Eye to I: Self Portraits from the National Portrait Gallery Kicks off National Tour in South Florida at the Boca Raton Museum of Art

From March 24 – June 14 South Florida residents will be able to see the “selfie exhibit” at the Boca Raton Museum of Art. Here is a sneak peek at some of the featured artists and more info on the highly -anticipated exhibit

The show was created to commemorate the National Portrait Gallery’s 50th anniversary, celebrating the artists who make the NPG Collection so extraordinary.

Eye to I brings together the work of major artists of the 20th and 21st centuries, and kicks off its national tour at the Boca Raton Museum of Art with an indelible gallery experience sure to fascinate contemporary audiences. The powerful works are from every decade, starting in 1901 and continuing through 2015.

This traveling exhibition is different from the Smithsonian show that was previously on view in Washington, DC – all of the works on paper are new and were chosen especially for the national tour, as are several of the paintings.
“These artists looked inward in ways we can connect with in our modern time. They created a lasting mirror effect for future audiences that most of them could not have foreseen,” said Irvin Lippman, the executive director of the Boca Raton Museum of Art. 

Eye to I showcases 60 works in a variety of styles and media ranging from caricatures to photographs, from colorful watercolors to dramatic paintings and time-based media. 
The exhibition traces the process, from gazing into the mirror to looking into the camera; from painted and drawn surfaces to mechanical reproductions such as prints and photographs; from static forms to video.

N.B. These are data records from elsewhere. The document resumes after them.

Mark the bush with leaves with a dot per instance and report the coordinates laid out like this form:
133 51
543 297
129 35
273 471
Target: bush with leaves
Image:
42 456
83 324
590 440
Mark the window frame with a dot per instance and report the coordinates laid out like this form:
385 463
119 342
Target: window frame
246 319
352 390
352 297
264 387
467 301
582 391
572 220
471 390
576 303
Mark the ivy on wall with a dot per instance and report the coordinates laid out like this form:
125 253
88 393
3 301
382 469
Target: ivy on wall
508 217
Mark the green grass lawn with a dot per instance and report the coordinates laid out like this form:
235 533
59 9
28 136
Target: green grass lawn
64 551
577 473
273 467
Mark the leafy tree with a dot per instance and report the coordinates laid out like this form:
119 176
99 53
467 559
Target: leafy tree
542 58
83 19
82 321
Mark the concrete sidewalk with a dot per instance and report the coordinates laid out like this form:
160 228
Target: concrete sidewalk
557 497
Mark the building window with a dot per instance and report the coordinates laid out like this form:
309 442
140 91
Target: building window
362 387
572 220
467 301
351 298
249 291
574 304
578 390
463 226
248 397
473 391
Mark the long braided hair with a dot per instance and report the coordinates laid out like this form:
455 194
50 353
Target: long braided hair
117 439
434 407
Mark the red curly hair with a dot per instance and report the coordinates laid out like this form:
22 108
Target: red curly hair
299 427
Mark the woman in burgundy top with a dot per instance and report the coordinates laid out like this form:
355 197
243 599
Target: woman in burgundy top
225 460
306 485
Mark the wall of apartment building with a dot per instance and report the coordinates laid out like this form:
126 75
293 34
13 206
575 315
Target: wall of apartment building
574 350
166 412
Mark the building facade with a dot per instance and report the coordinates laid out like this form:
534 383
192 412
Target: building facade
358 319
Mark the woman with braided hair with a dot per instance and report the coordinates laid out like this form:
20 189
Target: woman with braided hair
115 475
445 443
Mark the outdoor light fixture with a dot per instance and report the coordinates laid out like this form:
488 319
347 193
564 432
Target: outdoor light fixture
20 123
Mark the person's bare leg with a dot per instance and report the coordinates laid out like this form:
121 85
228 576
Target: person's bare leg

Chosen as the cover for the exhibition catalogue, Maria Magdalena Campos-Pons used her own body to map out feelings of translocation from place to place. The bilingual title is in half-Spanish and means When I am not Here, I am There



 
James A. Porter founded the field of African American art history. He chaired Howard University’s Art Department and directed the university’s art gallery from 1953 until his death in 1970. 
He studied in France, Cuba, and Haiti and traveled in West Africa, Egypt, and Brazil. These trips abroad impacted his work, including his self- portrait which conveys the influence of Parisian artists.


Mirror, Mirror; Mulatta Seeking Inner Negress II by Alison Saar. Woodcut on chine-collé (2015). National Portrait Gallery, Smithsonian Institution
 “These artists steered self-portraiture away from the traditional poses of the past into new realms of self-reflection. Their self-depictions cut across time through multiple pathways of creating art that ring true today,” adds Irvin Lippman.